Je n'ose même plus faire ouf. Furieux et menaçant, mon accompagnateur observe si j'ai bien regagné mon calme. Puis, encore un peu renfrogné mais décidé, il se met à parler. Plus de place pour la courtoisie. Si je ne me trompe pas, à quoi bon le nier, il se permet de me tutoyer. Et en quels termes !

- Sale petit morveux ! Comment un "homme" ? Nous sommes peut-être des fantômes ?

Je sens qu'il vaut mieux me taire.

- Qu'est-ce que vous croyez ? Nous ne sommes pas rigides au point de nous accrocher obstinément à l'unique forme ; elle n'a d'ailleurs été choisie ni par le courage ni par le raisonnement et le libre arbitre adapté aux circonstances. Elle a été dessinée par la souffrance impuissante de quelque instinct aveugle à partir d'un horrible singe, sans presque rien avoir transformé des agencements initiaux depuis des milliers d'années.

Cette fois je n'ai vraiment pas intérêt à le contredire, tout au moins pour l'instant,. J'attends la suite en haletant. Je cligne des yeux, je renifle, dernière défense de mon amour-propre, pour lui montrer que je n'ai pas peur.

- "Homme !" Qu'est-ce que c'est pour toi l'homme, si ce n'est la volonté qui régit et transforme la nature à son service, la volonté et le travail de "l'instinct" ? La masse des cellules en prolifération que les "forces naturelles" s'exerçant selon des recettes ossifiées ont d'abord structurée, composée, définitivement fixée, sans demander l'avis de la volonté et de l'intelligence, et ne l'ont transmise qu'ensuite au raisonnement, une fois prête et ayant acquis une forme non transformable, pour qu'il en fasse bon usage s'il le peut, cette masse est-elle plus homme que le projet qui germe avec préméditation dans la conscience, dans le neurone solitaire ? Et sous sa conduite, avec l'aide des forces biologiques, ces cellules s'agglomèrent et composent la forme à leur convenance. Grâce à Dieu le processus n'est plus réversible, désormais c'est l'intelligence qui donne ses instructions à l'instinct et aux processus biologiques pour modeler la vie ; l'étincelle divine insufflée dans le corps animal n'est plus fonction d'un instinct impuissant comme c'est le cas chez vous, dans votre pays. Homme ! Serait-ce peut-être toi l'homme pour être né par hasard du corps du singe ? Et pas moi ou mon ami Pek-Bar, ici présent, qui avons décidé à notre âge ovulaire intelligent la forme enthousiaste que nous voulions choisir dans un riche livre d'images de la nature, et si ça nous plaît, demain nous nous réduirons à des ovules élémentaires avant de choisir de nouvelles formes ?

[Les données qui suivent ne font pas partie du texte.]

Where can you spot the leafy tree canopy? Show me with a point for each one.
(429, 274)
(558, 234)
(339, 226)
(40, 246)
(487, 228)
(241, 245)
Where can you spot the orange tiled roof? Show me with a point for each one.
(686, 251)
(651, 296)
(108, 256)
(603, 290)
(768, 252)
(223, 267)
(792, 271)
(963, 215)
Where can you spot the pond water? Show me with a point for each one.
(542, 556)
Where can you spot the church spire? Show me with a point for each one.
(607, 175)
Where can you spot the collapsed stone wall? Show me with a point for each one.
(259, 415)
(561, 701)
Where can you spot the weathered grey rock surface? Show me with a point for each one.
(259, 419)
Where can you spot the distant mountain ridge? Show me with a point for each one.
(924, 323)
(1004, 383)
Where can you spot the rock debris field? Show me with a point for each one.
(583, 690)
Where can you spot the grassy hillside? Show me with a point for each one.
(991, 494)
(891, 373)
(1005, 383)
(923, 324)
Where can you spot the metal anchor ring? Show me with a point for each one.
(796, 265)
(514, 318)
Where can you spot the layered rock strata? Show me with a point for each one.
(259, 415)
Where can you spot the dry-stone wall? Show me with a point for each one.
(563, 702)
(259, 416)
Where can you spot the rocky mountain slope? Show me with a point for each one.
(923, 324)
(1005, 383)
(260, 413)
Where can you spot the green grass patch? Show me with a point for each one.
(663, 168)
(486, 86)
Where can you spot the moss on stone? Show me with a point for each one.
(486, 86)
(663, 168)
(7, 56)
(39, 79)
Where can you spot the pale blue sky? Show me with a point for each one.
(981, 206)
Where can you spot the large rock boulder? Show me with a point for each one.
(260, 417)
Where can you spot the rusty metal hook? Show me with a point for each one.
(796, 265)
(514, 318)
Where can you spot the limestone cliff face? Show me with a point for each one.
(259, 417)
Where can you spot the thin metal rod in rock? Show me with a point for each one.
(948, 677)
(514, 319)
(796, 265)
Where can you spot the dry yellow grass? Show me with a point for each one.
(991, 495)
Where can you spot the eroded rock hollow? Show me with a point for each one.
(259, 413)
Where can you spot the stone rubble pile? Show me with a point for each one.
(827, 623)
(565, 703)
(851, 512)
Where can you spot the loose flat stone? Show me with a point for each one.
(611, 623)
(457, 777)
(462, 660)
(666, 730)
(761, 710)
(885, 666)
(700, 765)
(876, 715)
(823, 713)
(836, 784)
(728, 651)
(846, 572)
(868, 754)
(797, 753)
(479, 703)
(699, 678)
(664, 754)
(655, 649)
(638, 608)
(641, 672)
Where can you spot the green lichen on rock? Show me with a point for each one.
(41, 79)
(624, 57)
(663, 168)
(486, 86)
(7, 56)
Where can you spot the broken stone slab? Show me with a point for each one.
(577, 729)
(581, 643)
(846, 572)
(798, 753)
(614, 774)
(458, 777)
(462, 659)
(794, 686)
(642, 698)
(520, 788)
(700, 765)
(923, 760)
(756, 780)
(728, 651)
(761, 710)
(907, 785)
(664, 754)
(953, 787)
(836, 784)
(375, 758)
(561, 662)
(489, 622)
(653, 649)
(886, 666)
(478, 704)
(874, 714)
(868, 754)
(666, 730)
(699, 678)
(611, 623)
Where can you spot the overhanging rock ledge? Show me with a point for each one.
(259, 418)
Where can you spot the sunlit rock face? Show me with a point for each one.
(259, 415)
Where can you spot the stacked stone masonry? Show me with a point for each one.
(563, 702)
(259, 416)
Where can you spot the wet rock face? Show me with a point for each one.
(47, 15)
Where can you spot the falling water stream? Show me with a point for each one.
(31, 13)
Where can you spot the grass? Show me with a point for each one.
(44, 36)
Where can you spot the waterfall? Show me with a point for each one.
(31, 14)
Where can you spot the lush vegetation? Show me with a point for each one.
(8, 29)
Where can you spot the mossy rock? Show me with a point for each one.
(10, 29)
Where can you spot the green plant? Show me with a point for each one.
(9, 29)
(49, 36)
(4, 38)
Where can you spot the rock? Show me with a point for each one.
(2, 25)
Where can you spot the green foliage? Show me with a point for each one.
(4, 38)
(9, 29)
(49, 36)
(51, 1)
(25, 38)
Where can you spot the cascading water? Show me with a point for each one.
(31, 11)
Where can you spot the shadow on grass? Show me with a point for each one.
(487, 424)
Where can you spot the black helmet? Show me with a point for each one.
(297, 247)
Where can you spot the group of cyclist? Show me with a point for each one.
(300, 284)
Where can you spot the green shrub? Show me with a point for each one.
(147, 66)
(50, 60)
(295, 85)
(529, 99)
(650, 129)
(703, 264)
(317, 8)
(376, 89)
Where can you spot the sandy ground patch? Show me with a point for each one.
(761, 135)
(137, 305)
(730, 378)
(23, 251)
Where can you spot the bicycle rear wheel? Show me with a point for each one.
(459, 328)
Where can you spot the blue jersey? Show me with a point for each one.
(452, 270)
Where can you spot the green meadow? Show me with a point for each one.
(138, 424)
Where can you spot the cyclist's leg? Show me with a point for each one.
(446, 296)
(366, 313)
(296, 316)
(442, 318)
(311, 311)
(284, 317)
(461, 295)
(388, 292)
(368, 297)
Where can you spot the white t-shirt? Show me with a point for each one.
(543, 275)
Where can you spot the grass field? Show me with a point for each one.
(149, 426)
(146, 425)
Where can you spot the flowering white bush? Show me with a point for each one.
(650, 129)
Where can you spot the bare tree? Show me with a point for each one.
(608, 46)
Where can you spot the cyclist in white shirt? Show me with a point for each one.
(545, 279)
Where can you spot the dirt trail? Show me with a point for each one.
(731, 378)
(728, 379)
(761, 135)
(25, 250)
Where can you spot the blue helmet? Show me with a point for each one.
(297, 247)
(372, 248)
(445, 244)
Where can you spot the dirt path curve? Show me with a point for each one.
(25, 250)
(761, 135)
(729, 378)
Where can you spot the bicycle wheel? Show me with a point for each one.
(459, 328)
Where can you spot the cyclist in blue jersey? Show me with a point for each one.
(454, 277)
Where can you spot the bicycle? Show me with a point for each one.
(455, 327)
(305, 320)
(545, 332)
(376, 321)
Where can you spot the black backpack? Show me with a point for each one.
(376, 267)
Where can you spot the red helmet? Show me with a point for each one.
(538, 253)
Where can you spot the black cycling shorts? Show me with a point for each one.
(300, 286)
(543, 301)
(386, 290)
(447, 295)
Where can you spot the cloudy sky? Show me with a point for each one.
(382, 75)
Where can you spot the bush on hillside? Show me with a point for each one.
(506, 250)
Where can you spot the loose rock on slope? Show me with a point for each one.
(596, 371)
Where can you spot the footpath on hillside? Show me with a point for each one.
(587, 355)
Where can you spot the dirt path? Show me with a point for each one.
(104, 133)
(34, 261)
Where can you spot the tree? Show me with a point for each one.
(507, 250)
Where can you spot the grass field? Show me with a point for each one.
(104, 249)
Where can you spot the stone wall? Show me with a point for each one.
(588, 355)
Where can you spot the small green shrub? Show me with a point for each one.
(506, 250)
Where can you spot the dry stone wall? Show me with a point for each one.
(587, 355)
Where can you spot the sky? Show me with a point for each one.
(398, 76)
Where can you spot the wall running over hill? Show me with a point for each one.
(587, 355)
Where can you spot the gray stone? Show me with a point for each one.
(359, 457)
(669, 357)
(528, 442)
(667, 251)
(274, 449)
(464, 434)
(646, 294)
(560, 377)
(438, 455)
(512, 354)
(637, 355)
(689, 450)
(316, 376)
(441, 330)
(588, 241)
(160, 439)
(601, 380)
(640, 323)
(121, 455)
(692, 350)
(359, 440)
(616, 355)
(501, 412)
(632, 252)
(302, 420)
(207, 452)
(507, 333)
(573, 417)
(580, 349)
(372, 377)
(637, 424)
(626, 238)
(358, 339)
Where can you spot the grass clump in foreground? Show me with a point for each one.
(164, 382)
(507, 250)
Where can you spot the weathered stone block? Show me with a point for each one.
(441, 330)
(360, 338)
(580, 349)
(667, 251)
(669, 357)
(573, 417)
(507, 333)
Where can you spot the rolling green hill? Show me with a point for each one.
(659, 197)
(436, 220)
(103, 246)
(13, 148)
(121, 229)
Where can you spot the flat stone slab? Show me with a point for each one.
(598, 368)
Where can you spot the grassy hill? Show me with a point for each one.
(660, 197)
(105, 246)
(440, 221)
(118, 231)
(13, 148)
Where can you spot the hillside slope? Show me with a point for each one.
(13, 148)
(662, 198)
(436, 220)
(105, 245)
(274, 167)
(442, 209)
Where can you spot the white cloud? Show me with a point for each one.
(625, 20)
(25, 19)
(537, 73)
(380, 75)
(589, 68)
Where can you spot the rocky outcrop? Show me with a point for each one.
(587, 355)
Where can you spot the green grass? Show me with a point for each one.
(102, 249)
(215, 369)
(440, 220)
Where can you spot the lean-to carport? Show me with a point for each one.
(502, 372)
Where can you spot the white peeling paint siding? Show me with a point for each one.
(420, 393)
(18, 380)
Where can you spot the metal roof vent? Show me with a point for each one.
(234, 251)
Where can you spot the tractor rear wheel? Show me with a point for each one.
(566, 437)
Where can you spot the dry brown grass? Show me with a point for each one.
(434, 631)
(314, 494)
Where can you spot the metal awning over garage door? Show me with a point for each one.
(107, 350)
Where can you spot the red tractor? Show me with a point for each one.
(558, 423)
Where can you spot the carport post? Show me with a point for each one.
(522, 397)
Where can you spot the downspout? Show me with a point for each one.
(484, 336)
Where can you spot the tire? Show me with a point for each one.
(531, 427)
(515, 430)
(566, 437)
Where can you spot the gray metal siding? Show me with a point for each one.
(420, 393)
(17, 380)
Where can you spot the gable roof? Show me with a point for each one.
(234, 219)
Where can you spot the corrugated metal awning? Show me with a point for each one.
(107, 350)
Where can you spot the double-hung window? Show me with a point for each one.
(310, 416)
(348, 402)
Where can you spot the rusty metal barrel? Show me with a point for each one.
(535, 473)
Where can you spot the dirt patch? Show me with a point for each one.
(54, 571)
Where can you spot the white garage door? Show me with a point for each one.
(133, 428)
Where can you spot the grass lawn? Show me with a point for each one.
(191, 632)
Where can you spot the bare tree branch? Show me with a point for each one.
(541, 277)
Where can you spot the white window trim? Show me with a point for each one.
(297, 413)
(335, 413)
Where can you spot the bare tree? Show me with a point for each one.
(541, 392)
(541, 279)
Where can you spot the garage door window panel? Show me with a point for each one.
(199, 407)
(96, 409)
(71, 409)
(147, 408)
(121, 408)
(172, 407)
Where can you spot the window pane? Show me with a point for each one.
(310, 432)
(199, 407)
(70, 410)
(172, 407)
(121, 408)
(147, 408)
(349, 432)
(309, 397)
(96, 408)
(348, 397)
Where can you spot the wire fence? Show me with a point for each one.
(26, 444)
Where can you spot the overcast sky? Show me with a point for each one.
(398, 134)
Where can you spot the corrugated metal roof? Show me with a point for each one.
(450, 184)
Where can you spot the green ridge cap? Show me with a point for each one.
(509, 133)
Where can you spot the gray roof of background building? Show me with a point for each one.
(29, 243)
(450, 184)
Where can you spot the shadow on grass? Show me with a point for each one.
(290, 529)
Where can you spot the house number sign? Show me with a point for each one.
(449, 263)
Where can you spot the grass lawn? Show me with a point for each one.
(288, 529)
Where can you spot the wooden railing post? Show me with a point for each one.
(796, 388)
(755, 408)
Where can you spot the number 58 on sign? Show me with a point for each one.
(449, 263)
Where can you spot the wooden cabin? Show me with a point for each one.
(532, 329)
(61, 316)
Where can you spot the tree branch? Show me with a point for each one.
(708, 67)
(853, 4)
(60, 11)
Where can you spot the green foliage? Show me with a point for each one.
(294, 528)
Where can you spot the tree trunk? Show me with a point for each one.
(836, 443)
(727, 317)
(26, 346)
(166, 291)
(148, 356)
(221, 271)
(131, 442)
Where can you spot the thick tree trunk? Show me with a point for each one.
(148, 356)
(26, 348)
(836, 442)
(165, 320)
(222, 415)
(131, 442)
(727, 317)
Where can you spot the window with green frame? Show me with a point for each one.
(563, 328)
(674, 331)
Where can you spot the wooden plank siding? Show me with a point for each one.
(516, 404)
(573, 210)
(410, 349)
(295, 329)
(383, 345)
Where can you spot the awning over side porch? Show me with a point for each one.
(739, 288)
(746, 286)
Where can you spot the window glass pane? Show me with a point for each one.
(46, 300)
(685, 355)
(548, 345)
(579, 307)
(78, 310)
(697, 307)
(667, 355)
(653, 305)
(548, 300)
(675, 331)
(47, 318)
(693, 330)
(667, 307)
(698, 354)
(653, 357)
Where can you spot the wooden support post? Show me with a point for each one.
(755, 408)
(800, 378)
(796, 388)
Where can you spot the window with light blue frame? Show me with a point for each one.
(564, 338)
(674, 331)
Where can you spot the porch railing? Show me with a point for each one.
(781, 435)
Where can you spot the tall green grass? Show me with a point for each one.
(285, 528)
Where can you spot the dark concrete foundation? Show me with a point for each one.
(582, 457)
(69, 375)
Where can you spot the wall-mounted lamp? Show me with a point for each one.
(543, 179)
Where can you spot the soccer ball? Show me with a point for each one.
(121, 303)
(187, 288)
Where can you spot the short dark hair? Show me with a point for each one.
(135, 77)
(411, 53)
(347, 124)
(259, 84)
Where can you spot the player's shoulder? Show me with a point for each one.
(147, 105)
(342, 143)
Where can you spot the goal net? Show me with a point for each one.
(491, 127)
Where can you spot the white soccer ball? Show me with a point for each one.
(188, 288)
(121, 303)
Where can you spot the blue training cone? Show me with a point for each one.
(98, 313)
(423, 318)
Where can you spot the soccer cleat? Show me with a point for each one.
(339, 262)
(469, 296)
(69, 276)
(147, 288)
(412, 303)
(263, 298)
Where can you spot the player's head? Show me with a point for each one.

J'essaye bien de répondre, mais seuls de misérables borborygmes s'échappent de ma gorge.

Mon accompagnateur m'écoute, il me toise. Puis il s'adresse à l'arachnide. Et, chose étonnante, je comprends ce qu’il dit.

- Il veut voir un homme. Semblable à lui-même. Je soupçonne qu'on est en train d'achever les finitions de sa compagne. Emmène-le chez Ha-Bang.

Un éclair : l'arachnide me prend sur son dos, ses ailes se déploient. Nous fendons l'air. Nous piquons, nous touchons terre. Un magnifique parc. Dans l'arrière-plan un beau palais, il tourne lentement sur lui-même.

L'arachnide s'est envolé, une superbe silhouette féminine vêtue de soie blanche s'approche lentement sur la route.

Une princesse !

J'ai un coup au cœur, seuls mes yeux parlent. Un court instant elle n'est que sourire, puis elle fronce les sourcils. Sa voix tinte et roucoule comme une cloche et comme une colombe.

- Attends… Écoute… Ferme les yeux… Ne pense à rien… Je vois que ta volonté est encore chancelante… J'exercerai cette volonté à ta place… Laisse-toi aller… Comme ça, tu ne me plais pas… Mais je vais te métamorphoser en un crapaud superbe…

Je hurle comme dans un cauchemar. Je saute par-dessus la clôture, je me mets à courir vers la gare, peut-être que le train n'est pas encore parti.

 

Suite du recueil

 



[1] Oswald Spengler (1880-1936). Essayiste, philosophe allemand, auteur de "Le déclin de l’Occident" (« la force créatrice est morte … elle faisait une onde immense jaillie des profondeurs d’un passé obscur »).